Specialists most commonly involved in early intervention include:

  • Specialized clinicians, such as Developmental-Behavioral Pediatricians (DBPs) and Pediatric Neuropsychologists (Neuropsychs)

  • Behavioral Specialists, including Board Certified Behavioral Analysts (BCBAs) and Licensed Marriage and Family Therapists (LMFTs)

  • Pediatric Occupational Therapists (OTR/Ls) and Pediatric Physical Therapists (PTs)

  • Speech and Language Pathologists (SLPs) and specialized myofunctional or oro-facial SLPs

  • Registered Play Therapists (RPTs)

  • Audiologists

  • Developmental/Functional Optometrists or Certified Optometric Vision Therapists (COVT)

If you suspect your child may benefit from early intervention, you can seek a referral from your pediatrician. Assessments often begin with a DBP or Neuropsych. Alternatively, you can contact your Regional Center, which can coordinate special assessments, determine eligibility for services, and provide case management.

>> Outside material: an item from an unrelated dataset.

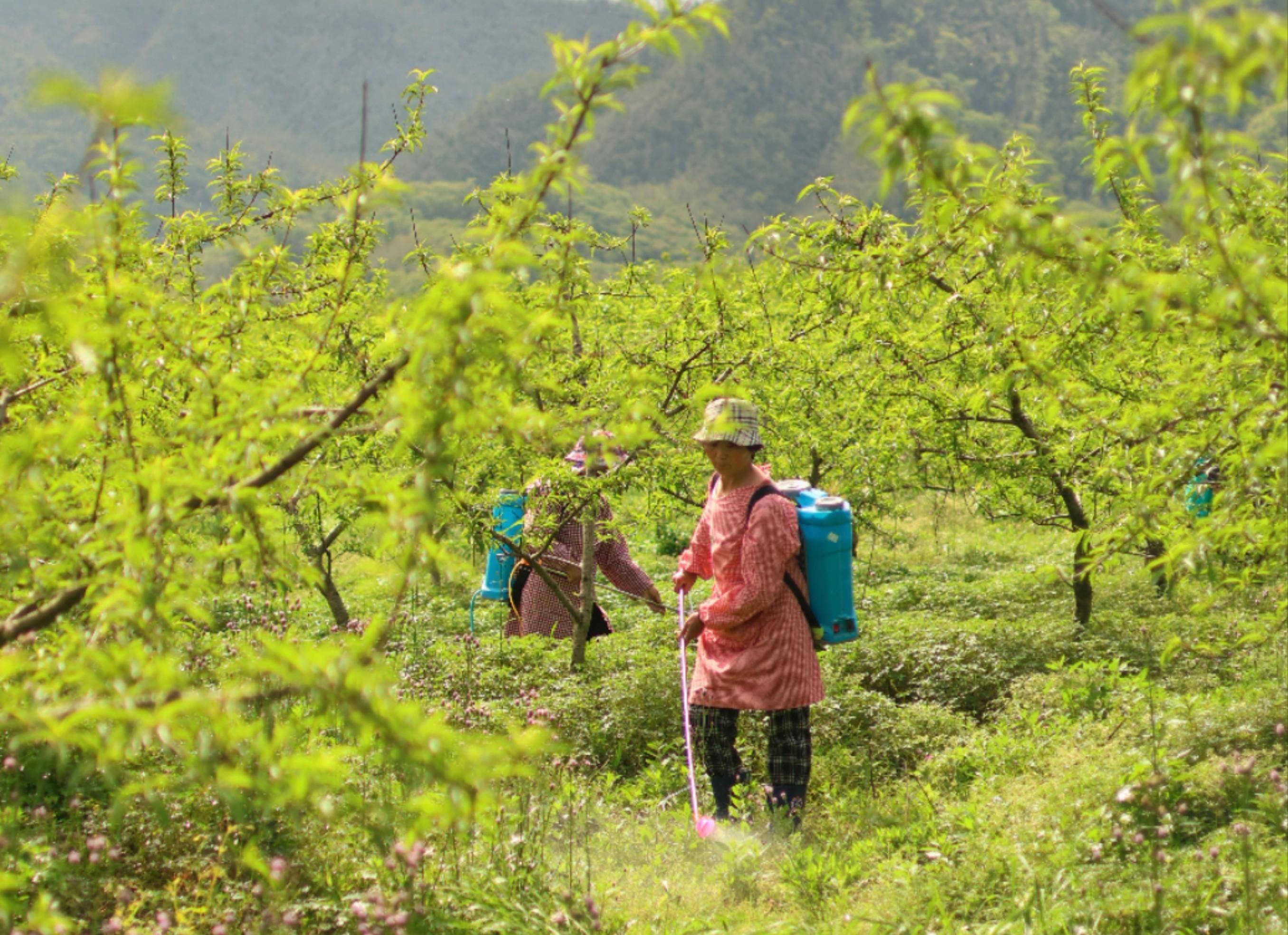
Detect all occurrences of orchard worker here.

Early Intervention Services Under Federal Law

Early Intervention Services are available nationally under the Individuals with Disabilities Education Act (IDEA). Part C of IDEA offers services for qualifying at-risk infants and toddlers from birth to 36 months, while part B applies to services for school-aged children (preschool through high school or ages three through 21). Eligibility is coordinated through Child Find services that are federally mandated but state-based. Through a coordinated evaluation, eligibility determines access to “appropriate services. What is “appropriate is a gray area. “Appropriate” is defined loosely in the law as beneficial (not best). The focus of the law is providing access rather than optimizing potential. What the state or local school districts define as beneficial and “appropriate support will undoubtedly be helpful but not necessarily ideal or optimal for every situation. Additional or private support may be needed if eligibility is denied or what is deemed “appropriate does not maximize the benefit to the child’s potential.